Maybe the moral of the story is that future snowdens should leak to selected law firms instead of selected journalists? If there's one organization designed to comb through large documents for details and understand the impacts to potential parties, it is law organizations. Put 2-3 in time competition to make cases out of the documents and it will be a scramble race for justice.
Law firms aren't terribly entrepreneurial. Absent somebody paying them their hourly rate, I suspect not a single document would be read. Newspapers regularly take risks deploying humans to investigate issues without any assurance there will be a story at the bottom, but even the newspaper business has less appetite for that these days (as an aside, I suspect it's that margin that the financial investors have exploited -- at the expense of high quality reporting).
And they make money by going after low-hanging fruit. Ever wonder why they advertise 90%+ success rates and work on contingency? Because if your case isn't easy, you aren't their customer.
More importantly, there's money out the other end for them. The payoff is more questionable for information from Snowden leaks. Yes, I guess a journalistic outlet can get a big scoop and that drives eyeballs which leads to advertisers... But that's pretty different from the ambulance-chaser payout.
We're such a weird society when it comes to enforcing laws on business. It's all "scummy" behavior.
For examples: Accessibility laws, consumer protection laws, and privacy laws.
It's a trivial matter to determine which websites don't comply with the easy targets of accessibility. Yet the concept of running such a scanner, automatically, and charging for corrections, is seen as predatory behavior.

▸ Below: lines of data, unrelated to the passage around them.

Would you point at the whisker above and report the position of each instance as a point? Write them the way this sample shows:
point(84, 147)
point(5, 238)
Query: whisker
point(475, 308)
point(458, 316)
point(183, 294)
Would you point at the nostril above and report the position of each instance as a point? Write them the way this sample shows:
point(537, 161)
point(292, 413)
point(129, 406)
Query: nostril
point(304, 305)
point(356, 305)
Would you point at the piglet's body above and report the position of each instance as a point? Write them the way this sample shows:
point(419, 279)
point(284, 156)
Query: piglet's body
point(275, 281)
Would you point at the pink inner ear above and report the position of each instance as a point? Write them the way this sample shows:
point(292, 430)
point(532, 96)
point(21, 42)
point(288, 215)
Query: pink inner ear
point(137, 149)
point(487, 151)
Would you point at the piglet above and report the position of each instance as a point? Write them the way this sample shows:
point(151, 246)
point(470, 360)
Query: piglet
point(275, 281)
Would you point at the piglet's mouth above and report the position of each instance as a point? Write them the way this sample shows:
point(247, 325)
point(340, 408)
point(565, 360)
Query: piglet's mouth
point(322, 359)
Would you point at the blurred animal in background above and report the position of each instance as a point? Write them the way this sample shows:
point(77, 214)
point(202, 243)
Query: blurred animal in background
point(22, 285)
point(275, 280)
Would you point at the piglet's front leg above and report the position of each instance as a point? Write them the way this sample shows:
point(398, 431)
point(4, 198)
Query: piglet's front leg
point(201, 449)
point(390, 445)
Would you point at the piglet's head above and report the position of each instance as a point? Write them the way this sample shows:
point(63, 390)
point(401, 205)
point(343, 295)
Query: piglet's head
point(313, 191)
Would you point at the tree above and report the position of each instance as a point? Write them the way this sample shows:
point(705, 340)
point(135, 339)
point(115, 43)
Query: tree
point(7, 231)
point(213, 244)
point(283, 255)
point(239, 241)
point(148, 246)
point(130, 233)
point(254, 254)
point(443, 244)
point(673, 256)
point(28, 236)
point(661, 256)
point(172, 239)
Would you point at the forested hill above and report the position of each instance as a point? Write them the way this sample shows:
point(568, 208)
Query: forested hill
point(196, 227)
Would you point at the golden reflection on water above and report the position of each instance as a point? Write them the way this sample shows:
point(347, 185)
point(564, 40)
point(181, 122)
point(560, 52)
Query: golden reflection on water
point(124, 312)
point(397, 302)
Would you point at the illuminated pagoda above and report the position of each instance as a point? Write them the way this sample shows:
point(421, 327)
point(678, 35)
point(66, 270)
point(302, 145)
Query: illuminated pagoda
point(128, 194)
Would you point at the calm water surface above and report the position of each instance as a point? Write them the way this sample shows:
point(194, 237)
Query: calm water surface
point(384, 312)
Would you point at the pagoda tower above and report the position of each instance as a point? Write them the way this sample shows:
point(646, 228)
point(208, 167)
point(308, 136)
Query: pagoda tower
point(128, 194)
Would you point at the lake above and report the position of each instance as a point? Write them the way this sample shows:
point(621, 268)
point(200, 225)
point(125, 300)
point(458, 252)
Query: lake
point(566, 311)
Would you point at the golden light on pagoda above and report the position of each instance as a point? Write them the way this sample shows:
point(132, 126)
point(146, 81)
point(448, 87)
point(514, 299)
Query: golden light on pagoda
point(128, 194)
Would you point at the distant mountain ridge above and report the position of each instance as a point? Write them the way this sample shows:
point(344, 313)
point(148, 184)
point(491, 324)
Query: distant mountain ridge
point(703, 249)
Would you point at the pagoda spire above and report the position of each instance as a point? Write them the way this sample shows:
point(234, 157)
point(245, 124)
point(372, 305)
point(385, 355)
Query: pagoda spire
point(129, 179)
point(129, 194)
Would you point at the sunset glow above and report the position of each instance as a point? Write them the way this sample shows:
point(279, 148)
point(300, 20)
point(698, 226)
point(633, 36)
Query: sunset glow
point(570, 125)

There was an article about grocery pricing with obvious collusion, dark practices, and misinformation yet nothing is done. Business as usual, people need to understand it and work around it. Problem is, it's clearly outside the realm of the average intellectual ability.
Predatory behavior is everywhere. I don't feel compelled to list even a single example.
If the lawyer chasing the ambulance results in a law being followed instead of ignored, that is a positive thing.
You'd be surprised. Top journalism organizations do this kind of thing with tremendous efficiency. The Pandora Papers were impressive for exactly that reason.
Then your risk identifying yourself in the Ashley Madison leak. You run the risk of not getting your message out in the Snowden case. The biggest threat is future publishing which is why so many countries broke laws made up charges going after Wikileaks.